産業メンタルヘルスに対する精神科 医療機関の取り組みの現状と今後の課題
臼井卓士 崎山忍
近年、労働者の心の問題の一層の増加が懸念され、心の問題の専門機関としての精神化医療機関の役割が期待されている。平成12年に労働省(現在の厚生労働省)が公表した「職場における労働者の心の健康づくりのための指針」によると、事業者のメンタルヘルスケアは事業場外の精神科医療機関によるサービスを活用していくことが期待されている。しかし、産業メンタルヘルスに対する精神医療機関の取り組みや、事業場との連携がどのような状況なのか調査を行った。産業メンタルヘルスに対する取り組みは「上司との情報交換」が最も多く、ついで「産業スタッフの連携」となっている重複回答を排すると64%の医療機関において何らかの取り組みが行われていた。診察した就労者の精神疾患の内訳は気分障害が最も多く、統合失調症が続いた。今後新たに予定している産業メンタルヘルスに対する取り組みは「特になし」が最も多くかった。就労者の診察に際して行った、事業場に対する職場環境の西部や社会復帰への具体的な方法についてのアドバイスに関して「行った」が全体で53%であった。ついで、事業場が社会復帰に消極的であるという回答が44%であった。なお、就労者の解雇のための作業に協力を求められるといった回答も見られた。患者の復職時、診断で「復職可」とされたにもかかわらず、現実には職場復帰できない事例に関して「治療者が診察室における状態像で判断しており、職場の状況まで判断材料に含めていない」という回答が全体の61%「職場の嫌がらせなどの職場環境の未整備が原因で再燃することが多い」が37%から得られた。今回の調査結果から、6割以上の精神科医療機関が産業メンタルヘルスに対し診療以外の取り組みを行っており比較的関心が高い領域であることが窺えた。一方、今後新たな取り組みを予定している医療機関は31%にとどまった。また、医療機関が事業所側が患者の復職に対して消極的、復職システムがないことを根拠に事業場から復職への協力が得られない、場合によっては解雇作業に協力を求められていると感じているといった回答も存在した。
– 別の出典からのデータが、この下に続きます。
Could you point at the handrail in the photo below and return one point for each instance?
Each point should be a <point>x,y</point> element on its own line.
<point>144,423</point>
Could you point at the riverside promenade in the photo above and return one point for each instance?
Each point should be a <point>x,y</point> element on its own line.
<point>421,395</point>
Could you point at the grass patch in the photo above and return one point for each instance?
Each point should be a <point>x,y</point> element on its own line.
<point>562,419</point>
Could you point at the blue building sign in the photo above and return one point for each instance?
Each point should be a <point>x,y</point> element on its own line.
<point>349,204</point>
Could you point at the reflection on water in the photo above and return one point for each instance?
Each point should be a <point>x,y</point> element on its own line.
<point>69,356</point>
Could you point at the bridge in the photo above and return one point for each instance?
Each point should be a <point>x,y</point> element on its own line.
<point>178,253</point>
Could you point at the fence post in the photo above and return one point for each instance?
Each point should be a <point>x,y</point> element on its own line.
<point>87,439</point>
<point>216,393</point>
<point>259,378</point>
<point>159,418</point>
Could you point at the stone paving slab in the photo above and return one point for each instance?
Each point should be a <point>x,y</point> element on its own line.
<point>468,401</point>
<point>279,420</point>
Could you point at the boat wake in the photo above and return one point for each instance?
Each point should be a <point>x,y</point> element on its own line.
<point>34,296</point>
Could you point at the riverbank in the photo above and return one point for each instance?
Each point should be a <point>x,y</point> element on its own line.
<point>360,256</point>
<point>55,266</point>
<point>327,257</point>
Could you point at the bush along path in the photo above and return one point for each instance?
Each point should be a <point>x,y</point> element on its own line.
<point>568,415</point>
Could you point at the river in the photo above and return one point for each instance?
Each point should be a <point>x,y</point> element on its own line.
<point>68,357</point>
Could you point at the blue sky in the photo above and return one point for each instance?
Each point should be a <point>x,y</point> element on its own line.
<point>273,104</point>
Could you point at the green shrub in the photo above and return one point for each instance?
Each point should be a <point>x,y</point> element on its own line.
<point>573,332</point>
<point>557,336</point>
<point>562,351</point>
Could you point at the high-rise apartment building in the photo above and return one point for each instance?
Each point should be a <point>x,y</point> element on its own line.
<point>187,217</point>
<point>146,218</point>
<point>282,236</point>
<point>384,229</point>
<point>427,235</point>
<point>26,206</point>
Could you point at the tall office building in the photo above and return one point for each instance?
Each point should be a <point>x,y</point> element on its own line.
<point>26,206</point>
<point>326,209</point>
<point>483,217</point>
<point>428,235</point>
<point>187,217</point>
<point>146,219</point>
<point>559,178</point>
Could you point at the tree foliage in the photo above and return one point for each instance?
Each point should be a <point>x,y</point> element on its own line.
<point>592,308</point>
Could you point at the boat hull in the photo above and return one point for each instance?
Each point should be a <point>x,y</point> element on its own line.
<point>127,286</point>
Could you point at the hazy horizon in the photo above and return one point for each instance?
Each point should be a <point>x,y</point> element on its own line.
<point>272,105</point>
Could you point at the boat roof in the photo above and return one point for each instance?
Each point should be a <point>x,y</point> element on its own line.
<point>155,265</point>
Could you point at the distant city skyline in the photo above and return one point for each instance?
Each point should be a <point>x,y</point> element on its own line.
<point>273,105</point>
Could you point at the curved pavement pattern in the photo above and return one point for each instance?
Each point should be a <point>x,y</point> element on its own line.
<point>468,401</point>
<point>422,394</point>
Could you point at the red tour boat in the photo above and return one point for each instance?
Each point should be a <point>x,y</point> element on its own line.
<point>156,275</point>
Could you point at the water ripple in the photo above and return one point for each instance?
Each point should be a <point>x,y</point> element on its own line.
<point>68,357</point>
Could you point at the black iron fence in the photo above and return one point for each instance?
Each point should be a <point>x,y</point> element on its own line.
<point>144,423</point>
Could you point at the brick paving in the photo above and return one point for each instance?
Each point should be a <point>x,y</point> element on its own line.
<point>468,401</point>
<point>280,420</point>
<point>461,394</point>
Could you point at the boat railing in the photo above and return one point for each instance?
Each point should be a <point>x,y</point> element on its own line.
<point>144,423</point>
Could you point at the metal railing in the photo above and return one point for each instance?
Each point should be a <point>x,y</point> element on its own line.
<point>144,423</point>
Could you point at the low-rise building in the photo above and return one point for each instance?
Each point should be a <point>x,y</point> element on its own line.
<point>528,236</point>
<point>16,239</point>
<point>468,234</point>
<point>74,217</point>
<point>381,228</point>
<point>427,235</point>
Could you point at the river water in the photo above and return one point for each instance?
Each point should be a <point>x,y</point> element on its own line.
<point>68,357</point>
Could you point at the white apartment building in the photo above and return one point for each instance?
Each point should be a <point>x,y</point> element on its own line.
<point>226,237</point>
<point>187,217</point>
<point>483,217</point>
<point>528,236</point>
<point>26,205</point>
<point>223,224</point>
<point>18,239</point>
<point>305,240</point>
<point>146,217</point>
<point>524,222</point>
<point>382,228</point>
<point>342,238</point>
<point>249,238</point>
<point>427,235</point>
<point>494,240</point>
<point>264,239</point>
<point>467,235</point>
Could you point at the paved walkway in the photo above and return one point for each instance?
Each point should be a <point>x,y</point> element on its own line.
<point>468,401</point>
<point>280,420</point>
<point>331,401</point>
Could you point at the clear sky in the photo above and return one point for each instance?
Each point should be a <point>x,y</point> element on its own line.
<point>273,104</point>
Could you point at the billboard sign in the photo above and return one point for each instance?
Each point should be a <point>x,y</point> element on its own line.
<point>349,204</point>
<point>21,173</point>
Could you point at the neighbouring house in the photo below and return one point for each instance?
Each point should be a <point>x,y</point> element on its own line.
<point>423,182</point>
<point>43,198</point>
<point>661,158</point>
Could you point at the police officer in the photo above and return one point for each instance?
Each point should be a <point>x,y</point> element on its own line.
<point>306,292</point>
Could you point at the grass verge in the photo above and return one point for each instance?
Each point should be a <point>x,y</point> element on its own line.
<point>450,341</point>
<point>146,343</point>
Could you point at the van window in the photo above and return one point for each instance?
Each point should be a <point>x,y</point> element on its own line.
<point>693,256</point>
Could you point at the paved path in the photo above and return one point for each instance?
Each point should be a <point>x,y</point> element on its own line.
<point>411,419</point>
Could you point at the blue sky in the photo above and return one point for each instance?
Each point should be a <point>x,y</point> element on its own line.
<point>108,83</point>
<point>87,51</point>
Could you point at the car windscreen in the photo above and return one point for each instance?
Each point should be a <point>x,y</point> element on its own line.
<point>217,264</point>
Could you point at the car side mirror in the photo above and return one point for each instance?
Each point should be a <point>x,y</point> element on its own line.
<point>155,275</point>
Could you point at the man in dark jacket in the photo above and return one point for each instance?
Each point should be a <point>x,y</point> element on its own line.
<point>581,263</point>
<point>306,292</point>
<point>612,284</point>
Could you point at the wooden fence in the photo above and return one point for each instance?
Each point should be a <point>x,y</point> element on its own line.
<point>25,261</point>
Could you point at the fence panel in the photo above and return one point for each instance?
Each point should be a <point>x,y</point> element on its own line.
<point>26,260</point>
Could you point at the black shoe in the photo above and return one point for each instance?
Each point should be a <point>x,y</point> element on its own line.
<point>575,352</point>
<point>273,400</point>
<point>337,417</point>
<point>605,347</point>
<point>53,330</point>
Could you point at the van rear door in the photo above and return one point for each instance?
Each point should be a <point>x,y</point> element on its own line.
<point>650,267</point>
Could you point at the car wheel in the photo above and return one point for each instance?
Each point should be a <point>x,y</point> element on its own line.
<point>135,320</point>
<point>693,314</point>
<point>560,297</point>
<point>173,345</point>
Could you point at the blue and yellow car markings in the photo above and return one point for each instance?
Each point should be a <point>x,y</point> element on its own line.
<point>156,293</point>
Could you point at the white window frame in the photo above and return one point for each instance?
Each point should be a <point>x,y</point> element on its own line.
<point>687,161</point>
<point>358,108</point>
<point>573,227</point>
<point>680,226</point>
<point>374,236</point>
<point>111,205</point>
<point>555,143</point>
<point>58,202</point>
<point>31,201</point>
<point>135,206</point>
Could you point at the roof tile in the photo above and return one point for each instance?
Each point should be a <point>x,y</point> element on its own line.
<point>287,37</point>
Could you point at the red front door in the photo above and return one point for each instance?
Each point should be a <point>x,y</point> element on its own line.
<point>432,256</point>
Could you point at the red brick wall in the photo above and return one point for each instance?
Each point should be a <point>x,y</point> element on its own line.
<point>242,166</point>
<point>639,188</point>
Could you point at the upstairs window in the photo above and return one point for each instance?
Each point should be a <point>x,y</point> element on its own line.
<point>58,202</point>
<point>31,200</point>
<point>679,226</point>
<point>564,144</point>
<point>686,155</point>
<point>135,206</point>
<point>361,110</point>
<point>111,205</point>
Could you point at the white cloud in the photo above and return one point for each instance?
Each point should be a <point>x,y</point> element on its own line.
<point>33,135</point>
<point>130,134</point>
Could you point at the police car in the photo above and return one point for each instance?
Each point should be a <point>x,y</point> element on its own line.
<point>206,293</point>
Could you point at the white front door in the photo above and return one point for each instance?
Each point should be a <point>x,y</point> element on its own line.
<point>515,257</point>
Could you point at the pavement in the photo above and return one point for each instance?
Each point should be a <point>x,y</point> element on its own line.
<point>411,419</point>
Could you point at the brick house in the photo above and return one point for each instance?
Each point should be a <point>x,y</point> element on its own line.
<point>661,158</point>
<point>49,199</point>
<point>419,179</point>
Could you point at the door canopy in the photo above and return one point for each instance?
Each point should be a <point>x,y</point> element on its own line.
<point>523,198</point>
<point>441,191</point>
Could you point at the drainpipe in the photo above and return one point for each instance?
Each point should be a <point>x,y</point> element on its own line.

医療機関はこれから労働者の復職などに関し、事業場からの協力が得にくいなど連携に困難を感じていた。kれは、精神科主治医が専門性に基づいて職場の環境も踏まえた現実的な就労能力などの判断を行っていく際の課題となると考えられた。また、精神障害に対する偏見が以前根強いことが明らかになり、精神障害の理解を深めるための啓発活動が重要であることも占められた。
考察
前半の文献は過重労働に関する文献、そして後半はメンタルヘルスに関する文献である。実際にこの文献を読むことにより、現在の労働問題と健康の関連を見出すことができる。特に、過重労働によるメンタル面でのケアが必須であることがはっきりと文献から読み取ることができる。特に、後半の文献から現代社会はまだまだメンタルに関するケアに対する理解が浅く、それが足かせとなって行政も医療機関側もケアを進めにくくなっている現状がある。しかし、これからは精神障害に対する理解を現代社会が理解を示し、会社がたとえそういった労働者が出たとしてもフォローできるように企業側が配慮する必要がある。
まとめ
実際にこのような文献を読んで思ったことは現代社会の労働者に対して企業側が冷たいことである。最近日本の企業一人当たりの生産性がアメリカの生産性の8割程度でしかないこともこのメンタルヘルスが関係しているのではないだろうか。最近は企業だけでなく医療機関に勤務する労働者にもこういったメンタルヘルスをケアするシステムを構築する必要があるのではないかと痛感した。